I've been exploring Model Context Protocol (MCP) recently and wanted to build something that was actually useful in my day-to-day life — not just another todo app or weather tool.

Mental health journaling is something I've always wanted to be consistent with, but the friction of opening an app, typing out my thoughts in a structured way, and then getting no real feedback always stopped me.

So I built a Mental Health Journal MCP — where I just talk to Claude naturally about my day and it handles everything else automatically. Logging, detecting cognitive distortions, tracking mood trends, suggesting coping strategies — all from a single conversation.
Here's the full story of how I built it.

What is MCP?
Before diving in, let me quickly explain Model Context Protocol (MCP) for those who haven't heard of it.

MCP is an open protocol by Anthropic that lets you connect AI models like Claude to external tools and data sources. Think of it like giving Claude the ability to call functions — read from a database, call an API, write files — anything you want.

You build an MCP server that exposes a set of tools, and an MCP client (like Claude Desktop) connects to it and uses those tools automatically during conversation.

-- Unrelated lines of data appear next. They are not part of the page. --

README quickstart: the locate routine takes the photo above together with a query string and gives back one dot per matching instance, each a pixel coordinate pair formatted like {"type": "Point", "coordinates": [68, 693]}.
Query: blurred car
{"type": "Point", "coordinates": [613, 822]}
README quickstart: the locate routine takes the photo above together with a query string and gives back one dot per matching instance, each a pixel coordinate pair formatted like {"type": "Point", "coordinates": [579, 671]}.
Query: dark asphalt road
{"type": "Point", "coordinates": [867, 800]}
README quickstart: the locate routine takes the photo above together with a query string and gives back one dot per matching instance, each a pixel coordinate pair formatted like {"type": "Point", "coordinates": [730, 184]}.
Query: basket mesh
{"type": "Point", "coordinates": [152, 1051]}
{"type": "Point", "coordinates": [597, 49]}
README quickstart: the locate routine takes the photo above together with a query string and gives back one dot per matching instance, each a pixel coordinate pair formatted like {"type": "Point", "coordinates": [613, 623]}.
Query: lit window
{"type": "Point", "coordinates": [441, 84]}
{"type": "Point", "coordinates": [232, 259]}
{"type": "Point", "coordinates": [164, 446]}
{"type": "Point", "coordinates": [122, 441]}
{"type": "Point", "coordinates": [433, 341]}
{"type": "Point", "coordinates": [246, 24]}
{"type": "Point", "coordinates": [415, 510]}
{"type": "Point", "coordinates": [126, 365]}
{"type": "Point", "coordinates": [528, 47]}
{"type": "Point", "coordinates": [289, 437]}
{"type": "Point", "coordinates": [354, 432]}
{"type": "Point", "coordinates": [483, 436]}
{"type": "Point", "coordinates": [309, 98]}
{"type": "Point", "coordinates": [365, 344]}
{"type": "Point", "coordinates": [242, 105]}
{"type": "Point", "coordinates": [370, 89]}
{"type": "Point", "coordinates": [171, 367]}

It's a game changer for building AI-powered personal tools.

The Problem I Wanted to Solve
Traditional journaling apps require:

  • Opening an app
  • Filling structured forms (date, mood, text)
  • Getting no intelligent feedback

I wanted to just say:

I had a really stressful day today, kept worrying about my project deadlines and felt like everything was falling apart.

And have the system:

  1. Log the entry automatically
  2. Detect thinking patterns (cognitive distortions)
  3. Suggest coping strategies
  4. Track my mood over time

That's exactly what this project does.

Architecture

Claude Desktop (MCP Client)
        ↓
MCP Server (Python + FastMCP)
        ↓
NVIDIA NIM — meta/llama-4-maverick-17b-128e-instruct (AI Judge)
        ↓
SQLite (Local Storage)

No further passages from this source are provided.